Through Aman’s leadership, METAD has strengthened the local community with employment opportunities including a workforce that is over seventy percent women, educational opportunities including sponsorship for a state-of-the-art elementary school with more than four hundred students, and healthcare for employees. METAD was also first to partner with Grounds for Health in Ethiopia to implement a successful cervical cancer screening program for women within the coffee growing communities. METAD provides technical assistance and shares modern farming equipment with other local farmers. METAD also has the first and only private state-of-the-art SCAA certified coffee quality control lab on the African continent used to train both domestic and international coffee professionals.Their work includes a partnership with Grounds for Health to provide cervical cancer screenings, as well as the development of the first SCAA certified coffee lab in Africa.
Ethiopia's Heirloom Varieties
There are an estimated six to ten thousand varieties of coffee in Ethiopia. Because the coffee plant originated in East Africa, thousands of varieties have developed there over time through natural cross-pollination.
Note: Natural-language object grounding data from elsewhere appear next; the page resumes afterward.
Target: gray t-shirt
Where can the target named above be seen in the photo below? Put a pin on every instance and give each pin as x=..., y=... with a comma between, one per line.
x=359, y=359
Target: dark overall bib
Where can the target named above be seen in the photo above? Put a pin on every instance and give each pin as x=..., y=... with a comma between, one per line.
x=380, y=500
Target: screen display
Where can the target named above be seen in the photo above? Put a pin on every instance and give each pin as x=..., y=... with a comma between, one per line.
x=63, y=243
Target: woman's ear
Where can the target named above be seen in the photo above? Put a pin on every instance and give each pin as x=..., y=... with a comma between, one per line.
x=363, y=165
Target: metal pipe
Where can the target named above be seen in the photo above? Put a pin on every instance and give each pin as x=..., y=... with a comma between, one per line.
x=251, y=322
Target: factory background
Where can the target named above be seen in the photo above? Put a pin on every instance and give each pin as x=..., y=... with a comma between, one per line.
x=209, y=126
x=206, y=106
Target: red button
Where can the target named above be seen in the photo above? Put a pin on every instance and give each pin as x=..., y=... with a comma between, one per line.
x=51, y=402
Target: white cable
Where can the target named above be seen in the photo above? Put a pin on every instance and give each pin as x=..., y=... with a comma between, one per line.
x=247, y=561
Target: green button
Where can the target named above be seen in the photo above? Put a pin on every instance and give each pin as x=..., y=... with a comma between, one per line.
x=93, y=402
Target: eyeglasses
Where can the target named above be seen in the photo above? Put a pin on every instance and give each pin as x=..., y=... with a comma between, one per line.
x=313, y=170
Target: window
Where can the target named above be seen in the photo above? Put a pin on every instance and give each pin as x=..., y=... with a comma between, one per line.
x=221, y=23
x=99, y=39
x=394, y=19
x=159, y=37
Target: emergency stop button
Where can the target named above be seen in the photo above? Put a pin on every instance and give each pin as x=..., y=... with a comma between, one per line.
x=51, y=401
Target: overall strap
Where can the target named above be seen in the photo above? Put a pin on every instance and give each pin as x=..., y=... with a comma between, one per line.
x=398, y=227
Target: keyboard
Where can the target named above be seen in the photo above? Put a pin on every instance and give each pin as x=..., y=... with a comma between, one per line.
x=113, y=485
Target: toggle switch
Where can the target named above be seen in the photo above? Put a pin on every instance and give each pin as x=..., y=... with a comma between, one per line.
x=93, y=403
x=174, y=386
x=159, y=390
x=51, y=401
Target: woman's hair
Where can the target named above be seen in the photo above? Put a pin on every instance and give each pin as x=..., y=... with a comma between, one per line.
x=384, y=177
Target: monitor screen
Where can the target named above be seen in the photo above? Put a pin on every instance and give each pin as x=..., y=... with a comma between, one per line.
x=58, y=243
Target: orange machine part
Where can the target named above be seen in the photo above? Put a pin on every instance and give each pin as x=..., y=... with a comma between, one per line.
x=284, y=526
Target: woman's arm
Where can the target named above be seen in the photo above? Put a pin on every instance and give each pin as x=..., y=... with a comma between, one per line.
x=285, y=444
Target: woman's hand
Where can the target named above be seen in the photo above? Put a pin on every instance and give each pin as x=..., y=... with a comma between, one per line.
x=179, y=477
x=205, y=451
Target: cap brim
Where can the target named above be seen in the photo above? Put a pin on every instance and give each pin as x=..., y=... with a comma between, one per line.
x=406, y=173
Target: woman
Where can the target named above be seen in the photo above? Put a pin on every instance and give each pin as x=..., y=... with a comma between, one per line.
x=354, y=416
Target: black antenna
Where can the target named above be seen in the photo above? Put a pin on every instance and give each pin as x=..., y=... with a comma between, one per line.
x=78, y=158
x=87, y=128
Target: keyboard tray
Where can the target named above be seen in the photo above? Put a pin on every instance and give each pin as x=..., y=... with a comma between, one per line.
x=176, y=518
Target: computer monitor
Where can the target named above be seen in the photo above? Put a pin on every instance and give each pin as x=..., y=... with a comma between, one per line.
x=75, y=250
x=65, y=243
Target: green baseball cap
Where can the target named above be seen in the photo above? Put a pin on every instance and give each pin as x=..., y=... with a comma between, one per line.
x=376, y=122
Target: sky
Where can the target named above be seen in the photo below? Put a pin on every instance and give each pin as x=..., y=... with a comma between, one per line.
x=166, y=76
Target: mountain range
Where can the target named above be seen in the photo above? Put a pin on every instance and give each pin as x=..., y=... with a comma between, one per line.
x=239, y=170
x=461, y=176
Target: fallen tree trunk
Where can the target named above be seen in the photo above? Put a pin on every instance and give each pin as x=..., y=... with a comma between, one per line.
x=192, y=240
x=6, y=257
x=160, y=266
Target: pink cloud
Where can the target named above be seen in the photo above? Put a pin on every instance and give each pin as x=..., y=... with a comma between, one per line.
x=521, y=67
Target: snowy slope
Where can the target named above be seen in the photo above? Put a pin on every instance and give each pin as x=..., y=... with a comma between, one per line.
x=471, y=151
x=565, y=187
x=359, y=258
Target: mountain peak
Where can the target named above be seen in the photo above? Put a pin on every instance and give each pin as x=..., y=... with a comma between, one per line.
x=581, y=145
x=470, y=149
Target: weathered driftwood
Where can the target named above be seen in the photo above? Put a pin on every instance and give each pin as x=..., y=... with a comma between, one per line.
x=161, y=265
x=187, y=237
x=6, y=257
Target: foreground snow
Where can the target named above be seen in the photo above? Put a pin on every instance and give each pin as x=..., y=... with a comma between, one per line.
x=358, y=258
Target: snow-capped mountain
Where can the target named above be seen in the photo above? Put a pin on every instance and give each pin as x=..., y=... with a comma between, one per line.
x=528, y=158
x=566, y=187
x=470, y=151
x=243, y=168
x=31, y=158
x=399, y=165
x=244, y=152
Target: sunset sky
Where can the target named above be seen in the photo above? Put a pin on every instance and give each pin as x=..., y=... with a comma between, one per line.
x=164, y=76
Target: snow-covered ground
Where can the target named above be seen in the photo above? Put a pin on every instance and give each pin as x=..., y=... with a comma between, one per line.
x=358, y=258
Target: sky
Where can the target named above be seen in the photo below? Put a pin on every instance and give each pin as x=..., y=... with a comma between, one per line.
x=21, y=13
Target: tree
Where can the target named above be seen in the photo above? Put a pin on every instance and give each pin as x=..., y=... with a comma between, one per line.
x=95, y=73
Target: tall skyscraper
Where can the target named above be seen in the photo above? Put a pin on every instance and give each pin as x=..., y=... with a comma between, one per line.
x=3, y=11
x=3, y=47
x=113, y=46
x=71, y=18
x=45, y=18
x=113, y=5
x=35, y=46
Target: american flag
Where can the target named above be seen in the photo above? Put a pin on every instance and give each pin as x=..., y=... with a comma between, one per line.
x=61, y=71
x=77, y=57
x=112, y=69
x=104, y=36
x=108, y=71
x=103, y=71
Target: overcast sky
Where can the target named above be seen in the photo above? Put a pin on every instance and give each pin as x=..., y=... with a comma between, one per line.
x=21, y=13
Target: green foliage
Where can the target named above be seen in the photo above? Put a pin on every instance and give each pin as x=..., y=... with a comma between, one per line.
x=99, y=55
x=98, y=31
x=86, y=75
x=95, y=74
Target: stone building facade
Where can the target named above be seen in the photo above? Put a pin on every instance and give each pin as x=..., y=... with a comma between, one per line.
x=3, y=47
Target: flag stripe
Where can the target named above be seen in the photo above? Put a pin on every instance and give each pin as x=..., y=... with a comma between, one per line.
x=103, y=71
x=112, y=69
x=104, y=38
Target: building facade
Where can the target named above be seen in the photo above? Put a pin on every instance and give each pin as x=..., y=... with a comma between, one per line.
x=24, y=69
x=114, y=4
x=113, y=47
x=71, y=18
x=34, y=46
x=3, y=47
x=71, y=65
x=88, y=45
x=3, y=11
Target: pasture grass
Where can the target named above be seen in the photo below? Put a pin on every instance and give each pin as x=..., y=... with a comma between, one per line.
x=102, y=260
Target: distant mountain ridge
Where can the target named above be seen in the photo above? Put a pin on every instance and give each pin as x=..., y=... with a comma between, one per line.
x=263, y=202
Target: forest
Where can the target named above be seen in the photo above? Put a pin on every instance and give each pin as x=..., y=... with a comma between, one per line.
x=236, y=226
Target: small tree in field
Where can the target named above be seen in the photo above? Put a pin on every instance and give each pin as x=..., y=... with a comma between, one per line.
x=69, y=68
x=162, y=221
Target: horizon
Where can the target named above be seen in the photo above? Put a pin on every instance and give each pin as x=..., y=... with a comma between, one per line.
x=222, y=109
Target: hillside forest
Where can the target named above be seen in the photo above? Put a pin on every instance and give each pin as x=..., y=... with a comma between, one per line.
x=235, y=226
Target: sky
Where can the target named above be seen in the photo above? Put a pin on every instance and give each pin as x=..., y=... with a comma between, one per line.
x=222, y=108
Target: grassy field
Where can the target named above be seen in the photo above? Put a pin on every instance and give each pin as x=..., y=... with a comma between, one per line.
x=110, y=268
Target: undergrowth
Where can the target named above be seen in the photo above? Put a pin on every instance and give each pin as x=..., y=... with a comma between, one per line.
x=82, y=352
Due to their staggering number, there has not been sufficient genetic testing to allow growers and buyers to distinguish between all of the different varieties. The custom of naming coffee strains for their locality also means that if one variety of coffee occurs in multiple places, it may have many different names. Because the exact varieties can be nearly impossible to pinpoint, the generic catch-all term “Ethiopian heirloom varieties” is used. These unique heirloom varieties are famous for their distinctively fruity aromas and flavors.